Tüm köylerde olduğu gibi Sofular köyünde yaşayanlar, pazar ihtiyaçlarını Kaman’ da haftada bir gün Çarşamba günleri kurulan pazara giderek ihtiyaçlarını giderirler. Günümüzde köylüler halen pazara köy minibüsü ile giderler ve ihtiyaçlarını aldıktan sonra köy minibüsü ile dönerler. Allah dostu bu kadında Çarşamba günü pazar alış verişi için Kaman’a gitmiş. alacaklarını almış, ana yolun kenarında bulunan dolmuşa binmek için dalgın, dalgın giderken farkına varmadan bir kamyonla yüz yüze gelmiş ve donup kalmış.
Çok kısa bir anda kamyonu yolun kenarında durmuş olarak görüyor. Sonra çeşme başında abdest aldıktan sonra konuştukları o ulu kişileri kamyonun önünde gördüğünü ve kendisini kamyona aldıklarını anlatmış.
Allah dostu kadının bu kişilere olan güveni daha çok arttığı için artık o da onlara sorular sormaya ve onları can kulağıyla dinlemeye başlıyor. Zaten onların yattığı yer, köylüler tarafından burada ulu kişiler yatıyor diye kabul edildiği için oradan hayvanlar bile geçirilmezmiş.

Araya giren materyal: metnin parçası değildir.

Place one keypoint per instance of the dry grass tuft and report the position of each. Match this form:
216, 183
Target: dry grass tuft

Köyde bulunan bir kişi, inşaat yapmak için bu ulu kişilerin yattığı yerdeki mezarları başka bir yere taşımak istiyor. Bu durumdan rahatsız olan iki ulu şehit çeşmede abdest alırken kadının yanına gelerek, birilerin kendilerini rahatız ettiğini, onlara engel olmasını istiyorlar. Kadın bunca zaman yıllardır sakladığı bu hikâyeyi birilerine anlatmak zorunda kalıyor. İnşaatı yapan kişi ile köy muhtarını çağırarak, bu ulu kişilerin rahatsız edilmek istemediklerini onlara anlatıyor. Muhtar olayı vali ve milletvekillerine aktarıyor. Bu ulu kişileri rüyasında gören kadını dinleyen yetkililer ve mezarı kaldırmak isteyen kişi derhal harekete geçerek, orada bir türbe yapıyorlar. Mezarları korumaya alıyorlar. Bu ulu kişiler, vatan için şehit olmuş bu iki asker huzur içerisinde yatıyorlar.
İşte eski adıyla Sofular, yeni adıyla Aydınlar olan köyde yaşayan Allah dostu kadının çok sevdiğim, saygı duyduğum bir ablama anlattıkları.
Bu türbenin bulunduğu yer ile türbeyi gösteren yola da bir tabela asılıyor. İşte düzeltilmesi gereken yanlışlık burada başlıyor. Tabelada” Sofu Baba Türbesi” yazıyor. Halbuki köyün adı Sofular bir Türkmen oymağının adı. Köyde yaşayan Sofu Baba diye bir kişi yok. Bu köyün Sufi kelimesiyle bir alakası da yok. Türbede yatanlarda verilen tarihe göre iki Selçuklu askeridir.
Yukarıda Sofuların bir Türkmen oymağının olduğunu söylemiştik. Bu oymağa mensup kişiler, İstanbul’un fethinden sonra İstanbul’a bu oymağın bir kısım mensupları iskân edilmiştir. O semte de sofular adı verilir.

Eski adı Sofular, yeni adı Aydınlar olan bu köyde yatan bu iki şehidin bulunduğu türbeye her ne hikmetse “SOFU BABA“ ismi verilerek büyük bir yanlış yapılmıştır. Bu yanlışlığın giderilmesi ve türbeye “İKİ ŞEHİT TÜRBESİ” adının verilerek tabelalarının değiştirilmesi için Sayın Kırşehir Valisi İbrahim Akın’a durumu bildiriyor eğer yaşıyorsa bu konuyu aile dostum olan ablama anlatan kadına köy muhtarı kanalıyla ulaşılarak görüşülmesini arz ediyorum.